No wonder morale was low, trust was non-existent, and organizational and staff finances were at rock bottom. So, Marv, his wife, and a kindred-spirit board member prayed and listed six steps they would implement:
1. Spend the first year watching and listening
Marv interviewed past and present board members, executives, staff members, spouses, major donors, and key ministry partners, etc… asking them what they thought the support raising Strengths, Weaknesses, Opportunities, and Threats were for the ministry. He also resolved to never “over respond” to their whining, grumbling, and small thinking.
2. Be a consistent model
He made no big changes the first year, but mainly prayed, loved, and served. Marv and his wife turned the organizational chart upside down and asked God to use their life and sacrifice to melt the rebellion and apathy around them. They made sure their own personal monthly support team was healthy and consistent.
3. Get staff in the Word
Weekly, he gathered all of the staff for a time of prayer and study of the Scriptures. He (and others) chose passages on vision, passion, faith, courage, evangelism, giving, asking, and examples of living on support. The Holy Spirit began to work in people’s hearts.
4. Win over key leaders
Along with spending extensive time with new staff who had not yet been negatively “infected” by poor attitudes, Marv identified four veterans he deemed key influencers. He encouraged, listened, and brainstormed with them as they helped him craft support raising policies, practices, and reporting.

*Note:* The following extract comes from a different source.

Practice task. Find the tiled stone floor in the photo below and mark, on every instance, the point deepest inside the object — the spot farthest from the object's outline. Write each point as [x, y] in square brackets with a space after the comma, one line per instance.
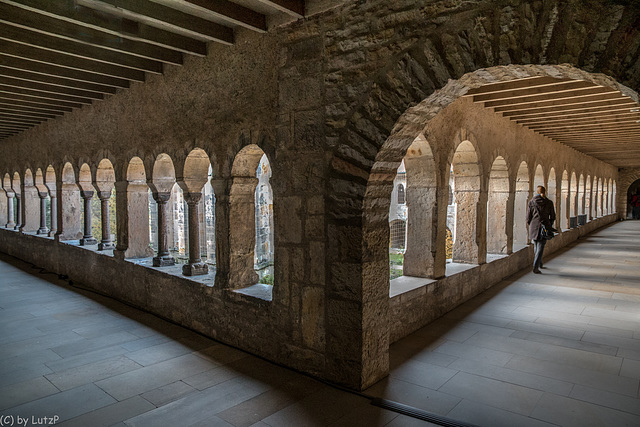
[561, 348]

5. Secure the best training possible
Marv and his team researched the various training options and determined they would pay any price in time and money to get their staff the very best training available. This communicated how critical being at full support was, that the leadership cared about their marriages and families, and how interested they were in the ministry longevity of each staffer.
6. Do what is necessary
One supporter counseled Marv to just walk away and start his own ministry, joking: “It’s easier to give birth than raise the dead!” But Marv felt God’s call to stay for the long haul, knowing if the Lord was going to “re-create” the support raising DNA of the organization, it would mean surrendering his rights and embracing the heart and mind of Jesus. He printed a card for his desk that read: A servant-leader is someone who does what is necessary…Marv decided not to put a period at the end of that sentence.